As an attorney who bills clients for my work and expects every client to pay every penny, I’m generally curious about what went wrong.
There are unhappy clients. Unhappy attorneys. Bills that are too high, or too late, or for work that made the client unhappy. When attorney-client relationships go bad, there’s always a lesson to be learned.
The Tennessee Court of Appeals issued an opinion yesterday that has a dozen of these lessons, at Luna Law Group, PLLC v. Richardson M. Roberts, M2021-00699-COA-R3-CV (Tenn. Ct. App. July 28, 2022).
I won’t cover them all, but I will discuss one creditor’s rights high-point: When does a breach of contract occur?
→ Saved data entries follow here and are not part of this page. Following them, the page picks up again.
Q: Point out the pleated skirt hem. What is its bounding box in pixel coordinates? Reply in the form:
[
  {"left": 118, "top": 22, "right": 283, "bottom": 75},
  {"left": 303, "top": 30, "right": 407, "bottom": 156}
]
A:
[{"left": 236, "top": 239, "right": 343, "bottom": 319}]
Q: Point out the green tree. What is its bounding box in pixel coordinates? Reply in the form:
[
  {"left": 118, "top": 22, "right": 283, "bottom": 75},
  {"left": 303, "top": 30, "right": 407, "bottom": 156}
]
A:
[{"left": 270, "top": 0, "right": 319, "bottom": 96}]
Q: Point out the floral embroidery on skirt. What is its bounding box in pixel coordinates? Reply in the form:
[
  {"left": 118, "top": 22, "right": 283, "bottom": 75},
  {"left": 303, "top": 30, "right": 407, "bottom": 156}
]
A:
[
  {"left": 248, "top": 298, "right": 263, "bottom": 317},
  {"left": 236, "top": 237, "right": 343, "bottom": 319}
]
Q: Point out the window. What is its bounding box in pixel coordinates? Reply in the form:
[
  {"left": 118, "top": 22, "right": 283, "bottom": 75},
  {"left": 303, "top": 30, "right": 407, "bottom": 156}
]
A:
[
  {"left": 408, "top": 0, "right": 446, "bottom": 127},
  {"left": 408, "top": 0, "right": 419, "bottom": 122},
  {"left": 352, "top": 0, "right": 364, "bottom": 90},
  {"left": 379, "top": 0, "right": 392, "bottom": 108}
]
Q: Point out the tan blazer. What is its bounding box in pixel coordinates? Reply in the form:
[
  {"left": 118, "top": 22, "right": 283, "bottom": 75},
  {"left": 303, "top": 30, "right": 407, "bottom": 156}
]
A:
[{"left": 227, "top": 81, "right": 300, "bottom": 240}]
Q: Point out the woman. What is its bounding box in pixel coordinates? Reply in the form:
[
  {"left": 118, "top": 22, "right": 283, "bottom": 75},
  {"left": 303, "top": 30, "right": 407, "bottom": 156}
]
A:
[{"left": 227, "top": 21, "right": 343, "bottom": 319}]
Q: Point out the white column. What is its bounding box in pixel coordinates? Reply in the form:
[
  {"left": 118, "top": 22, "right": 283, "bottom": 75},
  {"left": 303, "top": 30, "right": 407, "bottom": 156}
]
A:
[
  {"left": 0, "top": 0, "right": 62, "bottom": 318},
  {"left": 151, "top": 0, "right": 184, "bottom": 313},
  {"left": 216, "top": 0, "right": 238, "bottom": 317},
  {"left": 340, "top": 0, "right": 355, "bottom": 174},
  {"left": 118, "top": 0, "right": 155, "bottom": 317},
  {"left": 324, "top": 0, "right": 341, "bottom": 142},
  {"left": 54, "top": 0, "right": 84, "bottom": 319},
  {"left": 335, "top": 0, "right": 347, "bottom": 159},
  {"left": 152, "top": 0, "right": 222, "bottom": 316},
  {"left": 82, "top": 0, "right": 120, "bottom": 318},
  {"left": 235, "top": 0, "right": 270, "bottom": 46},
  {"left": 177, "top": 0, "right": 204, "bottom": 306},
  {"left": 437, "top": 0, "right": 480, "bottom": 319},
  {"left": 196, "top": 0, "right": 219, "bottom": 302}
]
Per this opinion, the six-year statute of limitations at Tenn. Code Ann. 28-3-109(a)(3) is calculated from the “termination of the attorney-client relationship,” and not from the date of the unpaid individual invoices.
The Court wrote that contracts can be “severable” or “entire,” with the relevant statute of limitation depending on the nature of the contract. Since the work at issue related to the same general engagement and the attorney’s work “would be continuously rendered over a period of time,” then, the attorney’s work was “entire.” As a result, “the statute of limitations begins to run only on the completion of such legal services” (or upon termination of the attorney’s work).
Here, the attorney filed the lawsuit (barely) within 6 years from the termination, but only after $136,283 in unpaid invoices had accumulated in the preceding 10 months (with many or most of those invoices coming due and unpaid longer than 6 years prior).
Honestly, I’d have thought that the statute would have run on some of those early invoices, but that the creditor would have had valid claims on the invoices that had gone into default within 6 years. Under this case, I would have been wrong.
Breaches, defaults, and calculating the statute of limitations isn’t as easy as you’d think. Remember this 2019 post about a debtor who didn’t make a payment for 8.5 years, but the Court found that each installment missed was an independent cause of action, resulting in a new, later statute of limitations for each new installment? I was also wrong about that one, because (as I wrote back then) “you’d think a six year old, long defaulted debt would have expired, well, six years from the default.”
To refresh your memory, debtor entered into a mortgage (final maturity date: February 1, 2021), and defaulted in 2008, but bank waited until 2016 to declare default and until 2017 to file the lawsuit.
Using the reasoning of this new case, could the Bank simply have argued that: (i) the 15 year mortgage is one, continuous debt; (ii) thus, the individual installment payments are payments on that debt and not severable obligations; (iii) and, as a result, the real statute of limitations on the failure to pay the 2008 installment payments didn’t start to run until the final maturity date on February 1, 2021?
The answer is, most likely, that the attorney’s future performance of services is indefinite and any invoices are merely progress billings toward that larger “entire” engagement, which is unlike a bank debt, which has definite and exact terms for the repayment. Having said that, though, a smart lawyer will have ample case citations to argue either direction.
In the end, I have two take-aways: (a) determining the date of breach is harder than you’d think; and (b) when in doubt, file your lawsuit sooner, rather than later.